Direct listing, which McCarthy pioneered, means the company goes public without selling new shares to allow the market to set a price for itself on the first day of training.
This move is considered revolutionary on Wall Street and is seen as a more democratic and transparent listing, even if it makes things difficult for investors.
McCarthy was also CFO of Netflix and has been a board member of startup Instacart for a year.
A source told Yahoo Finance that McCarthy has extensive knowledge of subscription-based models such as Peloton.
The company expects to spend about $ 130 million in cash on compensation packages as part of the restructuring, as well as $ 80 million in non-monetary costs.
The cuts are aimed only at corporate staff and will not affect Peloton’s fitness instructors, some of whom have become quasi-celebrities with many followers.
The job loss came when Foley, the company’s co-founder who has run the company for nearly a decade, stepped down as chief executive this month to become chief executive.
Barry McCarthy, former CFO of Spotify and Netflix, will now take the helm as Peloton’s new CEO.
Outgoing CEO Foley has angered anger investor Blackwells Capital in recent months as the company struggled to maintain the staggering growth that led to its $ 52 billion estimate in early 2021. Since then, shares have fallen nearly 80 percent.
The investment firm called for its removal and even called for the company to be sold.
Jason Intaby, Blackwells’ chief investment officer, accused Foley of “repeated failures,” including hiring his wife as vice president of apparel.
“Foley has proven that he is not suitable to lead Peloton, whether as CEO or CEO, and he should not elect directors as he seems to have done (Tuesday),” Intabi said.
This month, Peloton cut its year-over-year revenue expectations after reporting a larger-than-expected quarterly loss.

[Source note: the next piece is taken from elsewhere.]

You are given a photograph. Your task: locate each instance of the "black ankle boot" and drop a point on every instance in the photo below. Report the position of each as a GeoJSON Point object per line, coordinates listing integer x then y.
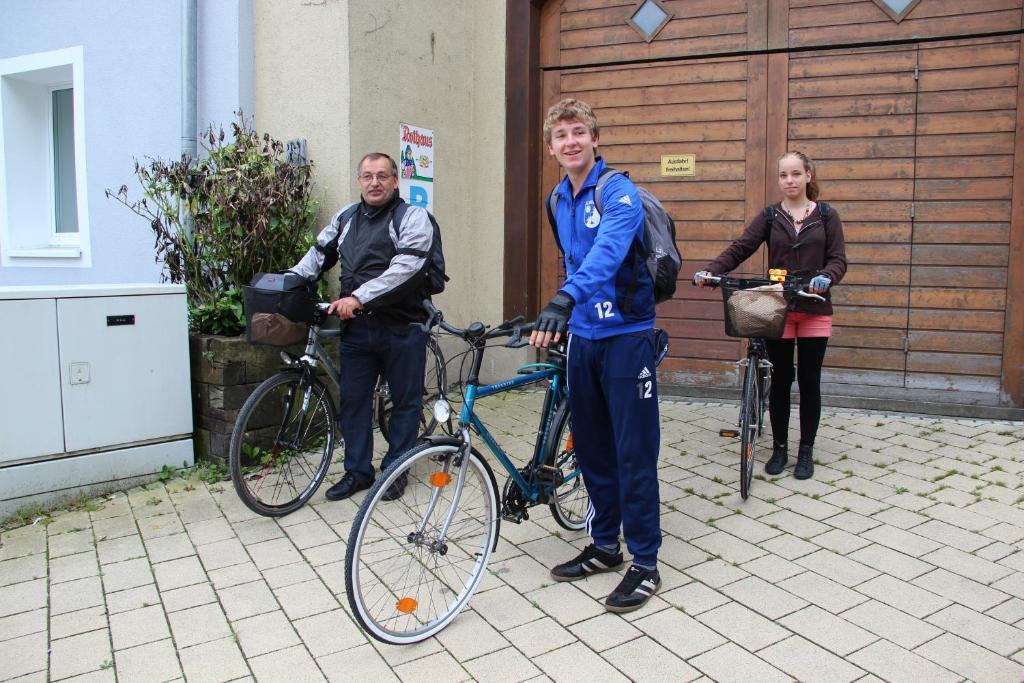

“They came out this morning with lower directions, the CEO is leaving, but obviously there is still potential that we can make a deal … That’s why [the stock] it’s not going to be such a hit, “said Dennis Dick, head of market structure, a trader at Bright Trading LLC.
Peloton will halt the development of its planned plant in Ohio, where it was planned to invest about $ 400 million and create more than 2,000 jobs over the next few years.
Overall, the company said its restructuring changes would save it about $ 800 million a year in reduced costs.
In January, Peloton said it had seen a “significant drop” in demand for products that had once retailed for at least $ 1,900 and that it planned to halt bicycle production in February and March, according to a leaked confidential presentation seen by CNBC.